Data always sound more objective than stories. We should let the data speak for themselves, we’re told. However, a recent controversy involving the Tesla electric car and a review in the New York Times shows that letting the data speak for themselves is fraught with difficulty — that is, who knows what they’re saying?
Earlier this month, a journalist at the Times, John M. Broder, took a Tesla S out for a long road test; at some point, he needed to recharge the car’s batteries; he claims he couldn’t find a charging station, drove around looking for one, and the car ran out of juice; Elon Musk, based on data the car collected, claims Broder drove around in a parking lot intentionally trying to exhaust the batteries.
The battle was shaping up — Musk’s exhaustive telemetry, speed, and battery status data versus a journalist’s story. And there were millions of dollars at stake.
When the dust settled, it turns out that neither was sufficient to tell the story accurately.
Musk’s data fit a couple of possible scenarios, one of which Broder claimed. Broder’s notes were incomplete, making his subsequent story seem more like an excuse than the full story. Broder was rightly criticized for this by the Times’ Public Editor a few days later.
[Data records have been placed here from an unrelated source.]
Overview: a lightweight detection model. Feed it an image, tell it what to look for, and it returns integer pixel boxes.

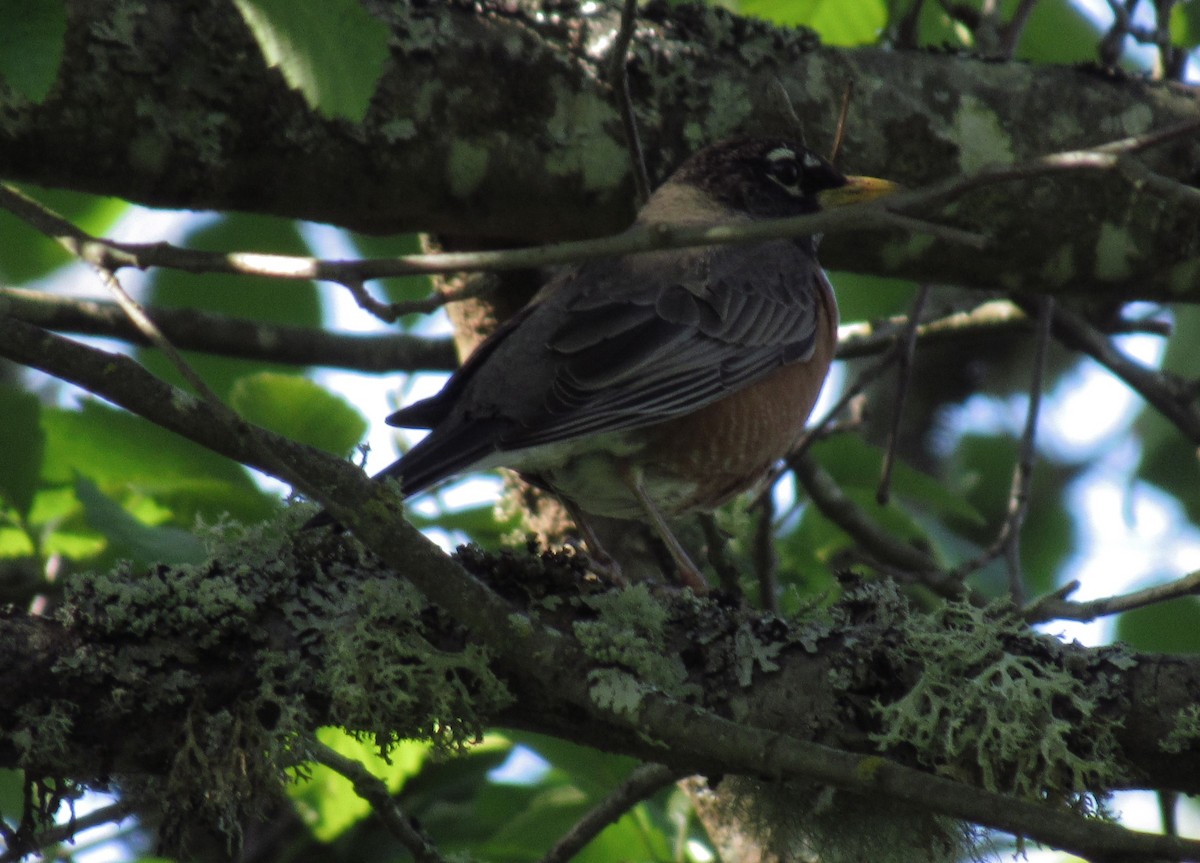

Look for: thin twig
[1022,570,1200,623]
[791,455,940,573]
[998,0,1038,60]
[310,738,445,863]
[0,184,964,284]
[696,513,742,594]
[950,296,1055,597]
[0,288,458,372]
[829,78,854,166]
[770,78,808,146]
[751,495,779,615]
[541,765,679,863]
[96,266,226,416]
[0,120,1200,291]
[1054,300,1200,444]
[608,0,650,206]
[875,284,929,507]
Broder’s story became more detailed as he was pushed to divulge exactly what happened, and he wrote a blog post showing how the data Musk had access to weren’t complete. For instance, temperature data — Connecticut, where Broder drove for much of the time, was in the midst of a severe cold snap — wasn’t recorded. Nor were the calls between Broder and Tesla personnel.
. . . we actually have no idea, based on the interpretation of the review data released by Tesla, which narrative is true. All the data shows is a car driving around a parking lot. And here in lies the principle lesson from the whole Tesla affair: Data is laden with intentionality, and cannot be removed from the context in which it was derived. We do not know, from these data alone, what happened in that parking lot.
Data can help tell a story, but the story can’t necessarily be derived from the data alone. And big data don’t replace the right data, as Nate Silver showed us during last year’s US elections. Signal and noise are present — in data, in stories, and in the combination of the two.
This also points to an important distinction I’ve heard a wise person make before — that scientific papers contain claims, not facts. Facts come later, and may never fully emerge from being merely strong claims. Remembering this is vital to doing text mining correctly. You can’t have triplets identifying facts, but you can have triplets identifying claims.
Ultimately, the best storytellers use the best data tell us the most. When a journalist’s notes fail and an inventor’s data aren’t complete, we’re still left wondering exactly what happened. And even if the notes and data were both complete, we might still be left with competing claims.